Nie znaczy to oczywiście, że droga ku samopoznaniu jest tu usłana różami. Choć „Morze Drzazg” ma w sobie sporo tego charakterystycznego dla young adult gorzkawego optymizmu, pozostaje trylogią napisaną przez autora, którego nazwisko pada pierwsze, gdy ktoś rzuci hasło: „grimdark fantasy”. Rozstanie z bliskimi, zbyt wcześnie przyjęte brzemię władzy, utrata złudzeń, a nawet niewolnictwo ‒ pan Joe nie szczędzi swoim bohaterom przykrych przeżyć i przekonująco pokazuje, jak te doświadczenia kształtują ich charakter. Szczególne miejsce w ich biografiach zajmuje wojna, która nie ma w sobie nic z przygody czy honorowej walki, za to bardzo wiele z bezsensownej rzezi niewinnych, a także ze spektaklu podtrzymującego system władzy oparty na przemocy i bezwzględnym posłuszeństwie. Charakterystyczne, że większość z czarnych charakterów tej trylogii ‒ przede wszystkim Gorm i Yilling ‒ to bezwzględni ludzie miecza, nieodrodne (po)twory przesiąkniętej przemocą kultury, ceniący nade wszystko władzę i siłę równoznaczną z okrucieństwem. Abercrombie czasem pozwala im na odrobinę człowieczeństwa, nigdy jednak ich nie usprawiedliwia, co najwyżej pokazuje, że źródeł ich zła należy szukać w kulturze, w jakiej dorośli. Podoba mi się takie pisanie ‒ głęboko humanistyczne, piętnujące bardziej wadliwy system społeczny niż jednostki zwichrowane przez przemoc, której same doświadczyły i którą same stosowały.

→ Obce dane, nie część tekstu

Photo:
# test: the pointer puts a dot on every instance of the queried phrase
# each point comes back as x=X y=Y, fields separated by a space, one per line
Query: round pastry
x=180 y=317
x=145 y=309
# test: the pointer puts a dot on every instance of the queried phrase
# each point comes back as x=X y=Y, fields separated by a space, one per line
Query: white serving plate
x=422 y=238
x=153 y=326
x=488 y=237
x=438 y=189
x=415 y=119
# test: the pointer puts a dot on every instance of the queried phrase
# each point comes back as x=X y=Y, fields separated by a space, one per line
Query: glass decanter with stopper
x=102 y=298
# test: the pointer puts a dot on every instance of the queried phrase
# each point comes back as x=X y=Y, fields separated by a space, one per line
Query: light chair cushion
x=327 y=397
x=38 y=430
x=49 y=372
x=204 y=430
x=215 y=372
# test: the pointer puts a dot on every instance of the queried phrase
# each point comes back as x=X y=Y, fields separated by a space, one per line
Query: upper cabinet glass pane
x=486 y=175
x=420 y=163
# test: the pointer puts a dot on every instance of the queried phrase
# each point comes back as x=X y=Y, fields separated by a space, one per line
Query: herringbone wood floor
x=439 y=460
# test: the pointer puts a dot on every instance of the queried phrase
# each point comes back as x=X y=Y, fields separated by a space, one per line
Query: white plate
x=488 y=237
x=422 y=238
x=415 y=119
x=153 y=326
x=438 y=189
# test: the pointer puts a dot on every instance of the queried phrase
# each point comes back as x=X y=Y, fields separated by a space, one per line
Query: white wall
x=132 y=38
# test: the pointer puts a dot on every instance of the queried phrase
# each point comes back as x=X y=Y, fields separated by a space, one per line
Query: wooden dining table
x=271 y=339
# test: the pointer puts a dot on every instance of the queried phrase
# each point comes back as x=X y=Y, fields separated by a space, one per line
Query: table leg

Najważniejsze w „Morzu Drzazg” wydaje mi się jednak to, że na niemal równie złą drogę kieruje autor niektórych ze swoich bohaterów. Dzięki temu widzimy, jak niewiele dzieli od zatraty siebie tych, których naznaczyła Matka Wojna, i jak bardzo potrzebują oni kogoś, kto we właściwej chwili odważy się powiedzieć im: „nie”. Ta niepokojąco cienka granica pomiędzy bohaterami a złoczyńcami to bodaj jedyne, w czym trylogia Abercrombiego przekracza schemat gatunkowy powieści dla młodzieży. W tym nurcie dorastanie traktuje się często jak jakiś problem do rozwiązania ‒ wskazuje się w bohaterze wadę, z którą ten musi się uporać, przechodząc po drodze liczne próby charakteru, by w końcu odebrać odpowiednią lekcję, osiągnąć samoświadomość i w pełni rozwinąć swój potencjał. Pan Joe również wychodzi od tego schematu, ale kwestionuje obowiązkowe szczęśliwe zakończenie. Po pokonaniu własnych braków jego nastoletni bohaterowie nawet nie zbliżają się do doskonałości. Ba, można podejrzewać, że jeszcze przez wiele lat będą się zmagać z traumą wojenną czy własną naturą, która uległa pokusie władzy i przemocy... aż kiedyś, w jakimś sequelu, to oni staną się łotrami, z którymi będzie walczyć nowe pokolenie bohaterów.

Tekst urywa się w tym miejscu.